= A Southern Maid =

English operetta, 1917

José Collins as Dolores

A Southern Maid is an operetta in three acts composed by Harold Fraser-Simson, with a book by Dion Clayton Calthrop and Harry Graham and lyrics by Harry Graham and Harry Miller. Additional music was provided by Ivor Novello and George H. Clutsam, with additional lyrics by Adrian Ross and Douglas Furber. It starred José Collins and Bertram Wallis.

The show originally opened at the Prince's Theatre in Manchester on 24 December 1917. It also had three short engagements in Edinburgh between 1918 and 1920. The planned West End opening was delayed by the continuing success of The Maid of the Mountains, but A Southern Maid eventually reopened on 15 May 1920, when The Maid of the Mountains finally closed and Daly's Theatre became available. The piece was produced under the management of Robert Evett and ran for 306 performances, a good run for the period, although dwarfed by that of its predecessor.

The J. C. Williamson company toured the operetta in Australia in 1923 (starring Gladys Moncrieff) and 1936.

A 1933 film was made based on the operetta, starring Amy Veness, Lupino Lane, and Bebe Daniels.

==Cast==

Walter Wex (Mark Lester), Francesco del Fuego (Bertram Wallis), and Todo (Lionel Victor)

- Walter Wex – Mark Lester
- Sir Willoughby Rawdon – Claude Flemming
- Todo – Lionel Victor
- Lord Toshington – William Spray
- Francesco del Fuego – Bertram Wallis
- Juanita – Dorothy Monkman
- Chiquita – Gwendoline Brooden
- Dolores – José Collins

==Synopsis==

Dolores (José Collins) and Willoughby (Claude Flemming)

The action is set in Santiago. Todo, the proprietor of a café, and Mr. Walter Wex, who is the manager of a plantation owned by Sir Willoughby Rawdon are conversing. The truculent Francesco del Fuego enters. He boasts of his successful robberies and talks of his plans to marry the captivating Dolores. Had it not been for the arrival of Sir Willoughby Rawdon, Franceso's amatory aspirations might have been fulfilled, but Sir Willoughby and Dolores have met, and fallen in love.

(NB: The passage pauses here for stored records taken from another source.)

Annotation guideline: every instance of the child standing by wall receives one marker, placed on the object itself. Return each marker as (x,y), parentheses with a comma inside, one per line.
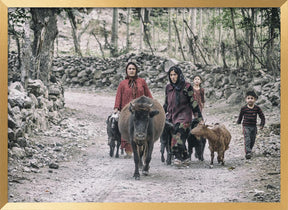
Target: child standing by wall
(198,91)
(249,113)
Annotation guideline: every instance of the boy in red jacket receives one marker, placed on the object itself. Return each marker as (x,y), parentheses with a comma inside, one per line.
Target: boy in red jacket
(249,115)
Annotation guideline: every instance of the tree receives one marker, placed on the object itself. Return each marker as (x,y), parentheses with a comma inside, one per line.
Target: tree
(114,35)
(44,26)
(72,19)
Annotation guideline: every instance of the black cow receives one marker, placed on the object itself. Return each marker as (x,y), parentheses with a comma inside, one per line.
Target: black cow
(113,133)
(142,122)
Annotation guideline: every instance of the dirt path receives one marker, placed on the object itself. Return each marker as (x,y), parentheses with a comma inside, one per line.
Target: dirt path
(91,175)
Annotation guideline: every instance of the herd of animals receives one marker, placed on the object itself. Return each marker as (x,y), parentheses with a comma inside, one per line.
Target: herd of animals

Rawdon is unpopular with the inhabitants of Santiago, not for anything he has done but because of the unscrupulous way in which his father acquired the plantation, depriving local people of their orange groves. Trading on this, Francesco raises the cry of the vendetta, and cards are drawn to decide who is to be the instrument of vengeance. Francesco stacks the deck, to ensure that the fatal card is drawn by Dolores. She makes a passionate appeal to Willoughby to ensure safety by leaving the island. He, however, is too much in love with her to relinquish her or yield to his formidable rival.

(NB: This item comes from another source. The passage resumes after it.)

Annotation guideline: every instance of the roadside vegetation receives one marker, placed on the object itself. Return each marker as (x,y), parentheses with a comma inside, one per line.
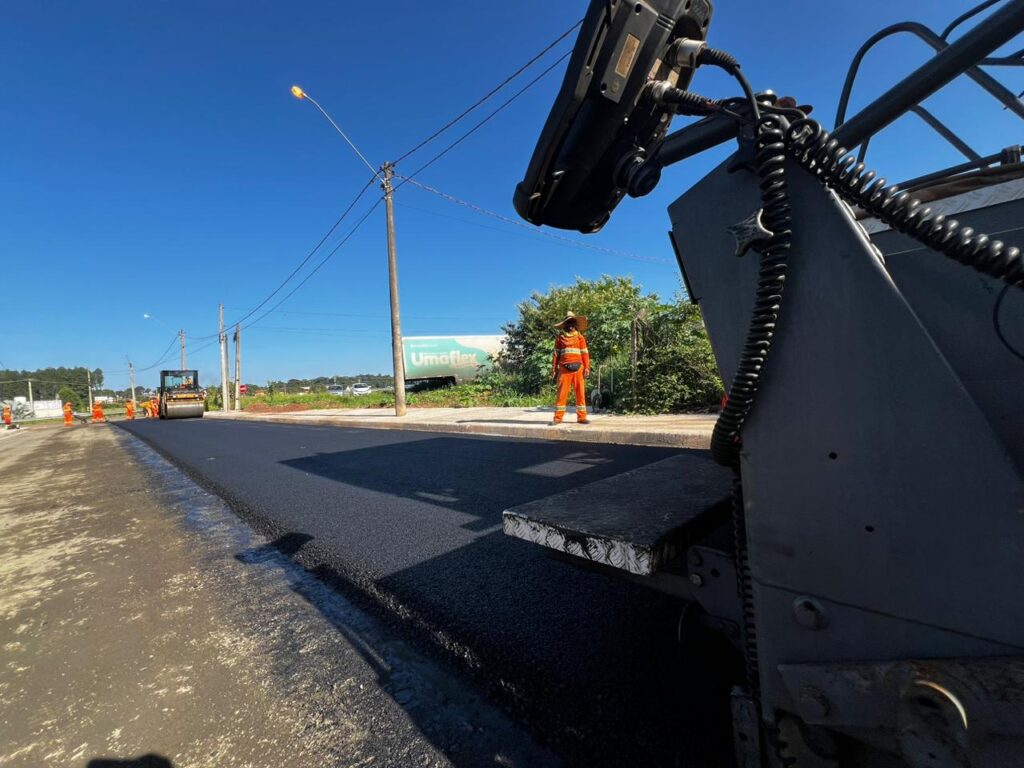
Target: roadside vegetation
(648,356)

Francesco, however, is pushed off a cliff into the sea, and escapes from drowning by the timely arrival of a boat's crew from Willoughby's yacht. This cools his ardour, and he calls the vendetta off, leaving Willoughby and Dolores free to marry in safety.

==Critical reception==
Although The Times found echoes of an earlier show in A Southern Maid, the show with which it compared the newcomer was not The Maid of the Mountains, but Chu Chin Chow: "True, the scene of A Southern Maid is laid in Santiago and not in Baghdad, but there was something very familiar about the market place with its picturesque splashes of colour, with the people taking their siesta ... even the white mule was there." The paper found the music "strangely familiar", and was disappointed at the tameness of the dénouement, but was full of praise for the staging and performances. In The Manchester Guardian, Neville Cardus praised the music as "both popular in its lilt and musicianly in its orchestral detail", and found one passage "good enough to remind us of Elgar." The Daily Mirror was enthusiastic: "...yet another wonderful success, sumptuous in colour and rich in musical rhythms ... palpitates with fire and life."